The punchy B&W preview is useful as a strong litmus test about the immediate readability of an image. Not that all pictures need a crisp graphic style, but when they do, the B&W preview shows it.
When I worked a lot on TV commercials we would keep a bad B&W TV set around for previewing. There was a $3000 13-inch color studio monitor next to it. The B&W set was placed there by our postproduction color timing expert, who always wanted to preview everything on it to be sure the results of his work were truly readable.

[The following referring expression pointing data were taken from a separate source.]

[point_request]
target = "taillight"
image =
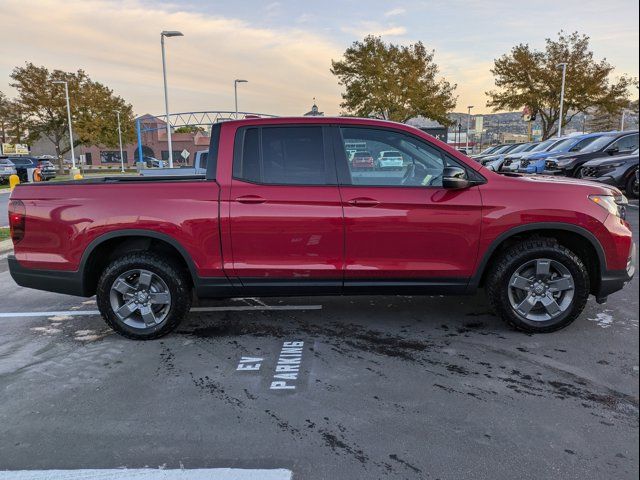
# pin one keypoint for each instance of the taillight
(17, 216)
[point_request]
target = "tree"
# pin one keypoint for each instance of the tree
(532, 78)
(13, 127)
(393, 81)
(93, 108)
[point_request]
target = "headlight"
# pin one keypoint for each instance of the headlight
(564, 161)
(614, 205)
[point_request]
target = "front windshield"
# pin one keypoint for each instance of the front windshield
(520, 148)
(563, 146)
(599, 143)
(489, 150)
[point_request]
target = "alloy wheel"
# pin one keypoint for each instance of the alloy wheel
(140, 298)
(541, 290)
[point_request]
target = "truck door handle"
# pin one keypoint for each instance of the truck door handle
(250, 199)
(363, 202)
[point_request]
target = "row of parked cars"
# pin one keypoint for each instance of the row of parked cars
(20, 165)
(607, 157)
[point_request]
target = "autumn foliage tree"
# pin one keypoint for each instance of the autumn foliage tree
(396, 82)
(531, 78)
(93, 107)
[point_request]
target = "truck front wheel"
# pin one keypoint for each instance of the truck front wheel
(538, 286)
(143, 296)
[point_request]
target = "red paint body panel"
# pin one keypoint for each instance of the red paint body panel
(313, 232)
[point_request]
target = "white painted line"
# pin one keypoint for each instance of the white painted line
(80, 313)
(149, 474)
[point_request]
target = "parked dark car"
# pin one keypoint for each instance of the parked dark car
(47, 169)
(22, 164)
(619, 171)
(611, 144)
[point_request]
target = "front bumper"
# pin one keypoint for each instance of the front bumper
(613, 281)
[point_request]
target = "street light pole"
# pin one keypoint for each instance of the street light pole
(564, 76)
(66, 94)
(468, 127)
(165, 33)
(120, 141)
(235, 92)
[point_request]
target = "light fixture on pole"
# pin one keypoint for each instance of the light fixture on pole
(167, 33)
(66, 94)
(564, 76)
(120, 141)
(235, 91)
(468, 127)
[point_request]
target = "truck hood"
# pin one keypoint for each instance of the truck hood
(598, 188)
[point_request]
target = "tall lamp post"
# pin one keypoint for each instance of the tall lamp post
(564, 76)
(120, 141)
(235, 92)
(468, 127)
(66, 94)
(167, 33)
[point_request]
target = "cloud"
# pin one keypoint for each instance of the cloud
(362, 29)
(118, 43)
(394, 12)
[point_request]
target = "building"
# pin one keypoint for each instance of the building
(154, 145)
(314, 112)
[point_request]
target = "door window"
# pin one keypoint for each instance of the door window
(627, 144)
(398, 159)
(282, 156)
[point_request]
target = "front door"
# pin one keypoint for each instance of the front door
(285, 213)
(402, 227)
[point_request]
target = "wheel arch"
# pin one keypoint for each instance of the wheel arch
(586, 244)
(101, 249)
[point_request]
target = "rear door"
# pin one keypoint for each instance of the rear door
(402, 228)
(285, 212)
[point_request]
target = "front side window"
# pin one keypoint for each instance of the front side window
(282, 156)
(398, 159)
(627, 144)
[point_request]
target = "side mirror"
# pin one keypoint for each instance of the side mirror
(455, 178)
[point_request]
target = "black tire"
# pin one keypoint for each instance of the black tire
(175, 278)
(631, 188)
(508, 262)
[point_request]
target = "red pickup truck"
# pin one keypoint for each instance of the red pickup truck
(281, 212)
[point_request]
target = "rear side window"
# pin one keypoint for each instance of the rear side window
(282, 156)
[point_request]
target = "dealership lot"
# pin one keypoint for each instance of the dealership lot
(354, 387)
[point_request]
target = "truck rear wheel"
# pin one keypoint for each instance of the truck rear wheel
(538, 286)
(143, 296)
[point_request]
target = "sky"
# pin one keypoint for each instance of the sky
(284, 48)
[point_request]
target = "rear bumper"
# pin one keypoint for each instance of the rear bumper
(612, 281)
(69, 283)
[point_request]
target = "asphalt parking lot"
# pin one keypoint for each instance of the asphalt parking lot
(326, 388)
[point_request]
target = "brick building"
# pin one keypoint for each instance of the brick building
(154, 144)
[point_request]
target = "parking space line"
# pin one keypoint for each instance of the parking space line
(80, 313)
(148, 473)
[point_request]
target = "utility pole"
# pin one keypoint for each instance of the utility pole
(165, 33)
(73, 171)
(564, 75)
(235, 92)
(120, 140)
(468, 126)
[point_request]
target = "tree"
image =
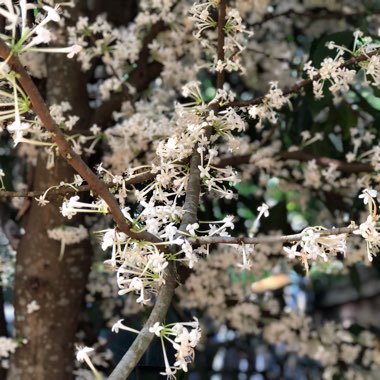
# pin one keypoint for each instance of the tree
(157, 139)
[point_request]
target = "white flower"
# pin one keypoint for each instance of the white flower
(82, 353)
(367, 195)
(119, 326)
(52, 13)
(32, 307)
(263, 210)
(368, 230)
(156, 328)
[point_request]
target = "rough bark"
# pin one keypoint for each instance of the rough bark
(57, 286)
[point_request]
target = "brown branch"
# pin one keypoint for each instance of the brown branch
(342, 166)
(65, 149)
(221, 37)
(67, 190)
(298, 87)
(142, 341)
(267, 239)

In January and February of each year the light here in the Valley breaks in a consistent and spectacularly unique way. In the morning, on somewhat overcast days, the morning warm breaks-open a slot in the cloud cover to the East, above Mount Hamilton near San Jose. The light pours through the narrow opening at a shallow angle, aboveSan Jose to strike us here, in Santa Clara.
In the evenings, the cloud cover cracks against the Santa Cruz mountains to the west, above Saratoga and Cupertino, and the light, again, beams through the slot to strike right here.
Low, direct sunlight, shining on an otherwise overcast day. You couldn’t buy this kind of light, and it’s here every year.